Time zones converted from a local zone to UTC and back not reverting to original values in Apache Spark and SQL Warehouse

Set spark.sql.datetime.java8API.enabled to true on the cluster.

Written by allan.soares

Last published at: January 30th, 2025

Problem

When using Apache Spark and SQL Warehouse, you encounter time zone conversion discrepancies. For example, when converting timestamps from the 'Australia/Sydney' time zone to UTC and then back to 'Australia/Sydney', the resulting timestamps may not match the original values. 

 

Cause

The configuration parameter spark.sql.datetime.java8API.enabled is enabled by default in SQL Warehouse but not in interactive clusters. When not enabled, this parameter affects how timestamps are handled and converted, leading to inconsistencies.

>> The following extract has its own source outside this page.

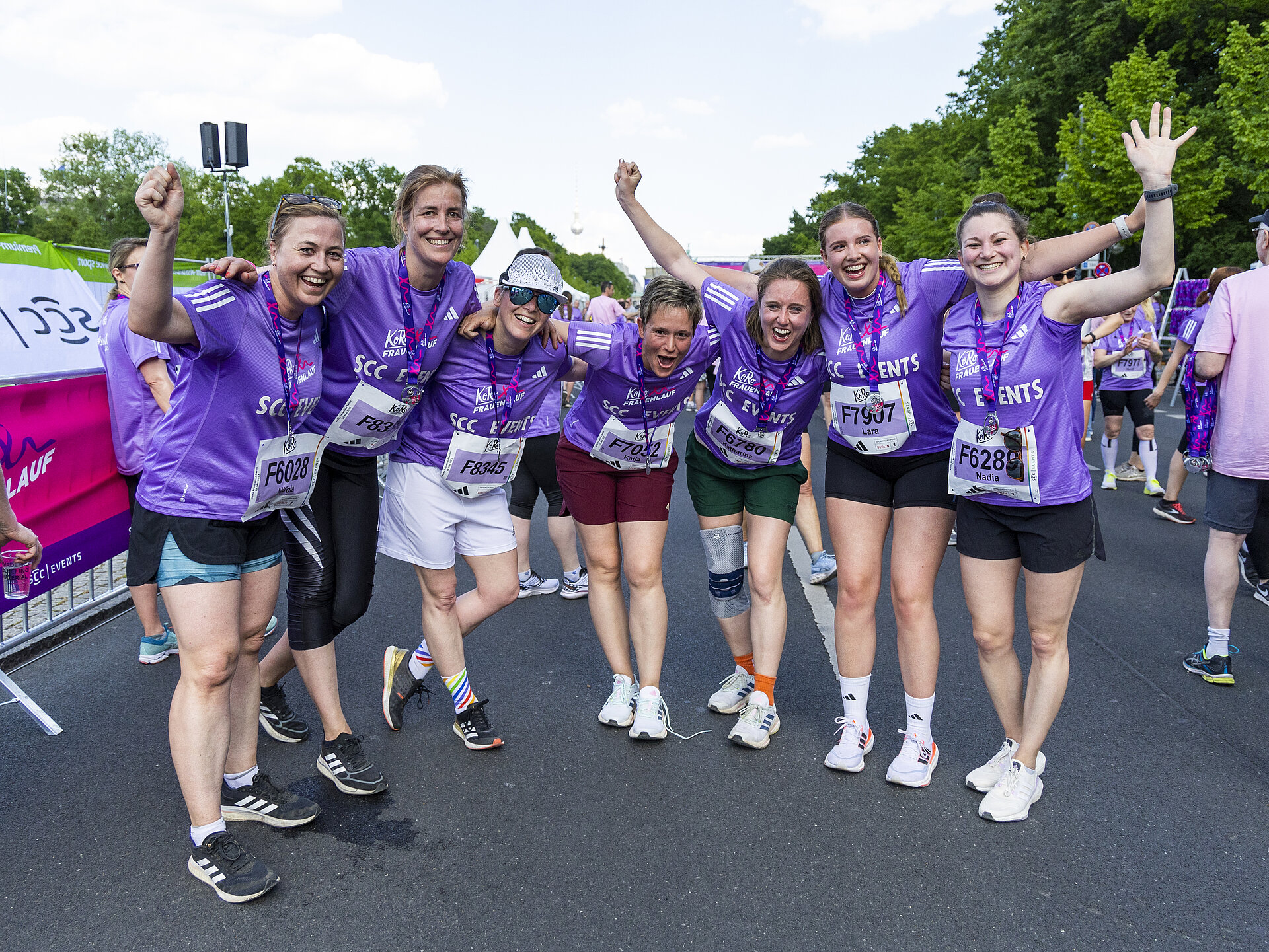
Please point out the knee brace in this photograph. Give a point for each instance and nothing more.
(725, 562)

Additionally, historical changes in time zone offsets, such as the shift from UTC+10:05 to UTC+10:00 in 1896, contribute to the observed discrepancies.

 

Solution

  1. Navigate to your cluster settings. 
  2. Under the Advanced options > Spark tab, enter spark.sql.datetime.java8API.enabled True in the Spark config box. 
  3. Test the timestamp conversion again to ensure that the issue is resolved.

Alternatively, you can set the parameter in a notebook. Run the following code.  

 

spark.conf.set("spark.sql.datetime.java8API.enabled", "true")

 

If the issue persists, verify that the configuration change has been applied correctly and that there are no other conflicting settings.

For further reference, consult the Dates and timestamps (AWSAzureGCP) documentation.